Soaking up the sun
By KAREN VITTEK
When you own a business, you get used to all kinds of strange commercial offers from passersby. Talley and John Woodmark, owners of the Blue Heron and the Silver Heron galleries in Depoe Bay feel lucky they picked the one offer they did. The couple has become part-owners of the largest sunstone mine in the state.
"I think it would be fun," Talley Woodmark remembers her husband saying after a man walked into the Blue Heron with a case filled with sunstones and said he had five mines they could buy in Rabbit Valley.
One month later, Karen Gray, whose late-husband had owned the Ponderosa Sunstone Mine, contacted them after a deal with Janis Corporation to buy the mine for millions of dollars fell through.
The Woodmarks joined together with their friend Bruce Moore and other friends and investors and bought the mine under the name Desert Sun Mining and Gems.
Eighteen months later, their success is coming in waves, Talley said.
"We've decided it's not going to be a hobby - it's a full-time job," she said.
The sunstone is only found in Oregon, in Lake and Harney counties. It is the official state gemstone, a rare gem variety of feldspar. Colors span the spectrum from transparent to ruby, blue and green, with a range of colors often appearing in one stone. The Ponderosa Mine is known for its dark red variety of sunstone in particular. Talley said it is considered the "largest, richest mine in the world," both in terms of the richest concentration of gems and the most amount of revenue.
Once they'd bought the mine, the Woodmarks and their partners began ecologically friendly mining, maintaining the area almost as a private park.

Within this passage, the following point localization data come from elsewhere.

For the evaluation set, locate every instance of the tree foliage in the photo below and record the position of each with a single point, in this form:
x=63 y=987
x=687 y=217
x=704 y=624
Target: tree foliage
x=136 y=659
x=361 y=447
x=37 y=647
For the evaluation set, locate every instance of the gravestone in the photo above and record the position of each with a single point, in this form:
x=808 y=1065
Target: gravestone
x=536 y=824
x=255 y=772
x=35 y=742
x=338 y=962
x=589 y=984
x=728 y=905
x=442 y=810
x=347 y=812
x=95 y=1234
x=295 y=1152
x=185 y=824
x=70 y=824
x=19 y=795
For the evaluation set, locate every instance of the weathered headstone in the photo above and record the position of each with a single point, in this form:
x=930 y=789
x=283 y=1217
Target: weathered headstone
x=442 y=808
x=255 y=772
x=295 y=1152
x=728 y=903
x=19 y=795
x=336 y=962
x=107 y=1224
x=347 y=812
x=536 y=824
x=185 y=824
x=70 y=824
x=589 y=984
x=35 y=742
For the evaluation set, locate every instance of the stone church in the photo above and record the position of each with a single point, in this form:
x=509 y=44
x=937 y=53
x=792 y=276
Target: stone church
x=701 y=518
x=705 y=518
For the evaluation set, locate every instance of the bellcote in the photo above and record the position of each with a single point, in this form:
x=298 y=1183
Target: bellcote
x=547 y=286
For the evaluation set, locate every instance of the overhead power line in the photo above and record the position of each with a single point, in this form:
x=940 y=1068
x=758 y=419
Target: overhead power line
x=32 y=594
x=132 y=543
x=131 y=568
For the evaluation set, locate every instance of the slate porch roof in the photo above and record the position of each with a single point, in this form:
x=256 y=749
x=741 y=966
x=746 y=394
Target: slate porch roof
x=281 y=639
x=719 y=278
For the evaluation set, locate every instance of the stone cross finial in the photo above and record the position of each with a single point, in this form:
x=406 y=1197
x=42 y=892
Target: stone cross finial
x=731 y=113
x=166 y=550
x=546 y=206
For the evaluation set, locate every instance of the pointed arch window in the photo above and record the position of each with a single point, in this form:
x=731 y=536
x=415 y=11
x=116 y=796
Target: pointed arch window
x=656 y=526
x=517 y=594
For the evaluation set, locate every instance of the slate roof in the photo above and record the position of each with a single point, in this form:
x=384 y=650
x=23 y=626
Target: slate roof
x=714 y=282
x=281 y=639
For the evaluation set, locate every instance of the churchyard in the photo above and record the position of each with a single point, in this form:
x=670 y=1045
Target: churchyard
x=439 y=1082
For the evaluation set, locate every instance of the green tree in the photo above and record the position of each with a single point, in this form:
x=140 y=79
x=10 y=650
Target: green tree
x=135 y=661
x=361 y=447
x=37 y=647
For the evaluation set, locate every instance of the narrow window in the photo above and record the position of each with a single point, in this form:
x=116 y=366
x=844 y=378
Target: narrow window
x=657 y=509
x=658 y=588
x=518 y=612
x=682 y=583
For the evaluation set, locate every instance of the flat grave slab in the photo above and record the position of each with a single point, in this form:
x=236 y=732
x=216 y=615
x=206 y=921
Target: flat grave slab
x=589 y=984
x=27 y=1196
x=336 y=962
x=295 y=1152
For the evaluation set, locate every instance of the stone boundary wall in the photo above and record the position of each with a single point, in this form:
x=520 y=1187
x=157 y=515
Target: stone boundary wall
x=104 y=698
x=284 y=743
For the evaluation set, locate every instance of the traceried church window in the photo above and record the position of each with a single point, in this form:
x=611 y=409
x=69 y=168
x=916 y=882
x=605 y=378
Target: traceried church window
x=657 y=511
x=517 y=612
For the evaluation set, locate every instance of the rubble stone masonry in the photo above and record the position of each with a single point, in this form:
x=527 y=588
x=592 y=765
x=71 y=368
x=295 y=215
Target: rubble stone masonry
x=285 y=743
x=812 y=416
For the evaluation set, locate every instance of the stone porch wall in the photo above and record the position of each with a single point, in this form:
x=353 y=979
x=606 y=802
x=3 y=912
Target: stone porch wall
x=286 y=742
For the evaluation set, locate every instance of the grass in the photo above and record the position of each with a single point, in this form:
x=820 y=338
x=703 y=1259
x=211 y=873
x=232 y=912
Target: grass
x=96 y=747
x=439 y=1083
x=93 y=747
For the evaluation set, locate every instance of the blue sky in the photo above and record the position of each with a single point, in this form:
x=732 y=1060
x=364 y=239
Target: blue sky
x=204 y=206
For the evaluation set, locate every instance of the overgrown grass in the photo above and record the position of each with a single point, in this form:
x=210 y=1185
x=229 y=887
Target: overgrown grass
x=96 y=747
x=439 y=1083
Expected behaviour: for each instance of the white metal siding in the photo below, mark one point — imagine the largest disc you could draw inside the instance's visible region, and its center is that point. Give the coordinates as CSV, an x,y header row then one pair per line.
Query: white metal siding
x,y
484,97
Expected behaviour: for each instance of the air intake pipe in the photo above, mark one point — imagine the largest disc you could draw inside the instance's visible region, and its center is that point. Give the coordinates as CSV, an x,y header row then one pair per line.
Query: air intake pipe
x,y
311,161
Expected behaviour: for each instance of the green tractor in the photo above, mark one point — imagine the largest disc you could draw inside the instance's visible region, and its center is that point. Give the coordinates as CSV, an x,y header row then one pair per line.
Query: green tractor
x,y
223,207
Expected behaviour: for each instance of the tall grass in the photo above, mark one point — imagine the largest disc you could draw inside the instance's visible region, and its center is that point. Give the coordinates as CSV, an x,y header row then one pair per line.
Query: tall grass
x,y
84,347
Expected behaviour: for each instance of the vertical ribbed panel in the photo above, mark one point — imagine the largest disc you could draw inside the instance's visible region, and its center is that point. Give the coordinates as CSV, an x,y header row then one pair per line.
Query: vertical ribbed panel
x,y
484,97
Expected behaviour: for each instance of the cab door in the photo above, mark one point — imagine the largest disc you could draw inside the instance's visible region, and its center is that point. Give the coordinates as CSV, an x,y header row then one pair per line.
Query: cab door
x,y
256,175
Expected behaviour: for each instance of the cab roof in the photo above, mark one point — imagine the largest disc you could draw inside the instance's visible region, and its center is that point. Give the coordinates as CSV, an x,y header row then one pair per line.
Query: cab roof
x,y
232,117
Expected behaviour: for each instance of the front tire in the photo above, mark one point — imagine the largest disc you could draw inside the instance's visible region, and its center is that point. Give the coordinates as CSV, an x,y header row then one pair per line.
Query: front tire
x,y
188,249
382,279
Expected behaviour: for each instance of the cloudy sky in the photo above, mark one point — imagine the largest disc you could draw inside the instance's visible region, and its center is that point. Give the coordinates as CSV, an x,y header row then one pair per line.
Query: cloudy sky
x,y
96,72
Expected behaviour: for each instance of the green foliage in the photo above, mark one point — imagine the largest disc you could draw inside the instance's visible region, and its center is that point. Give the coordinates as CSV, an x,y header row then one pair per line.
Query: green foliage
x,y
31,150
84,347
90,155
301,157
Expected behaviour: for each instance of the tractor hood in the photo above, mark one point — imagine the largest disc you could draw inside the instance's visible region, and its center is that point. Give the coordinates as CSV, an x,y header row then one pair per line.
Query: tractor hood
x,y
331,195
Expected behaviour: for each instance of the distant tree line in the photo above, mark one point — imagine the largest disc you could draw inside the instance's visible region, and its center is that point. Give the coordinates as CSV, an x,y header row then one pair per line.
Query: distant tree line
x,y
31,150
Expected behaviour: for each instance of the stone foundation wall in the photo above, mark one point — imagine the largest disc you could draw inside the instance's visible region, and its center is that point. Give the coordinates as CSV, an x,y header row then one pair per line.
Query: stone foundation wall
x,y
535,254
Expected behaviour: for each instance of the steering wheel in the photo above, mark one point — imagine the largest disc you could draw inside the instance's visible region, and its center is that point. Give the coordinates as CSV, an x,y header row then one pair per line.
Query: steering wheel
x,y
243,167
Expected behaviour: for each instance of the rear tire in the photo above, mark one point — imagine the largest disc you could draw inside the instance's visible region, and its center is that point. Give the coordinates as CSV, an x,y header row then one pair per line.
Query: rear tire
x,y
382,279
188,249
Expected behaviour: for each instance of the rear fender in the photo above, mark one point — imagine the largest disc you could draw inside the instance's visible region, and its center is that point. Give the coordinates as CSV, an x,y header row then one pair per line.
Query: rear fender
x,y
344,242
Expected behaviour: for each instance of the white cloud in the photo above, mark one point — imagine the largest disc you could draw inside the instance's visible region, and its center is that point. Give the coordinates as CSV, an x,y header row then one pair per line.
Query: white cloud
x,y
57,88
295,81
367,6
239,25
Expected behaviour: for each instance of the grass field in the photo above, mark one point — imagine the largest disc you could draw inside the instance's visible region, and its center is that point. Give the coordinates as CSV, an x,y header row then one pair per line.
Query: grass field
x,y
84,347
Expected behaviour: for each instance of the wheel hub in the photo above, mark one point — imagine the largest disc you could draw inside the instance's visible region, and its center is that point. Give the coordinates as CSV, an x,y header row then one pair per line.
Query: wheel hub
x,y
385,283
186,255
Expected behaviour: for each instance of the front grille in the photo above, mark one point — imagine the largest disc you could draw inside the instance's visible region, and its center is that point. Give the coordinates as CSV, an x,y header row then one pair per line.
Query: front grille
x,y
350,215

"We all bring our kids and grandkids to the mine to help look for stones," Talley said. "We're planning a Native American blessing of the mine."
The mining process includes pushing the loose material into a pile and then sifting it through trays and screens to find the gemstones. The stones are then sent to China to be cut under the direction of Karen Gray. They are set and sold at Woodmore and Gray Jewelers on Southwest Washington Street in Portland.
Jewelry designers working with Desert Sun include Paula Crevoshay, Henry Dunay and Lynne Webb.
The sunstones are also sold at the Blue Heron Gallery in Depoe Bay.
Their biggest find so far is a gem they're calling "Ponderosa King," which has since been split into two stones - one 180 carats and one 120 carats. The mine's many stones are being sent all over the United States, including to such high-end stores as Tiffany and Co.
Desert Sun Mining and Gems made a stir at the gem and mineral show in Tucson, Talley said, starting with their bead sales. They used chips of sunstone that had previously been thrown away as scrap and made beads that "were the talk of the show," she said.
Their booth will be in the head building next year, which usually has a waiting list of two to three years.
Talley said she believes what started as a lark will end up being the most successful venture they've ever undertaken.
Desert Sun will soon have a Web site, www.desertsungems.com.